Wenn man nicht mitreden könne, sei das Kultur-Engagement gegenüber den eigenen (29.000) Mitgliedern nicht vermittelbar, betont Vizepräses Patrick Wendisch in Bezug auf die jüngste institutionelle Beteiligung. Über Mitspracherechte in künstlerischer Hinsicht sei noch nicht gesprochen worden. Aber man könne sich umgekehrt auch nicht selbst einfach „vor einen einzelnen künstlerischen Karren spannen lassen“.
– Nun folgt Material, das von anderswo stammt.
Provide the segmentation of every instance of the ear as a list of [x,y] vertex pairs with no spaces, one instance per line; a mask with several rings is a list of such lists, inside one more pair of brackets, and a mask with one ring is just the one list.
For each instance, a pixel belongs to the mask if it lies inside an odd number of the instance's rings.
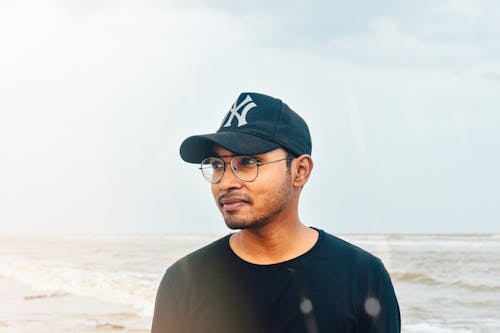
[[302,187],[305,185],[313,168],[313,160],[310,155],[304,154],[296,157],[291,165],[293,168],[293,185]]

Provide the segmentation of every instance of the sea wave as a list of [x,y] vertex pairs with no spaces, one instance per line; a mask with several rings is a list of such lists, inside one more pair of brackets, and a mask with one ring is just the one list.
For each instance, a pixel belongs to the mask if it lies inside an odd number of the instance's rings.
[[430,286],[442,283],[442,281],[420,272],[392,272],[391,277],[398,282],[416,282]]

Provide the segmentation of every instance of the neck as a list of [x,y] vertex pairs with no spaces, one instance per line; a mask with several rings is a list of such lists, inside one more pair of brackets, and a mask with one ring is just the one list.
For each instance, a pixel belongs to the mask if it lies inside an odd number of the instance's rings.
[[230,238],[231,249],[241,259],[261,265],[275,264],[309,251],[318,239],[318,232],[306,227],[298,217],[291,222],[266,224],[244,229]]

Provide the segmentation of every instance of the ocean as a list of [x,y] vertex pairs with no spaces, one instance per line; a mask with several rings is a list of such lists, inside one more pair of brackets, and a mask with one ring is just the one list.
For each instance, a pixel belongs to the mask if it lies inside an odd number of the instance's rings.
[[[500,332],[500,235],[337,235],[382,259],[402,332]],[[165,269],[220,235],[0,236],[0,333],[149,332]]]

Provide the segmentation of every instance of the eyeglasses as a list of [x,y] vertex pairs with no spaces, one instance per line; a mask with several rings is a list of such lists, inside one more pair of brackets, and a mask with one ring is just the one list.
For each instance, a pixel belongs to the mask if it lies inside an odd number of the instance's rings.
[[287,156],[275,161],[260,162],[252,156],[234,156],[230,162],[225,162],[219,157],[208,157],[201,161],[200,170],[207,181],[217,184],[222,180],[226,171],[226,165],[229,164],[238,179],[244,182],[253,182],[259,175],[260,166],[294,158],[294,156]]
Geht es jetzt um ein simples „Wer zahlt, bestimmt die Musik“? Geshäftsführer Uwe Nullmeyer, der jüngst die Kulturbörse der Kammer orgamisiert hat, grenzt ein: „Wir werden uns nicht anmaßen, über die Hauptstadtprojekte der Kultureinrichtungen zu entscheiden.“ Die Kammer wolle keineswegs Gutachter spielen. Im Gegenteil: „Wir sehen es so, dass die Kultur ganz vorne stehen muss. Das muss auch die Politik so sehen.“ Und die habe das vorläufige Konzept möglicherweise zu sehr in Richtung Wissenschafts-Hauptstadt akzentuiert.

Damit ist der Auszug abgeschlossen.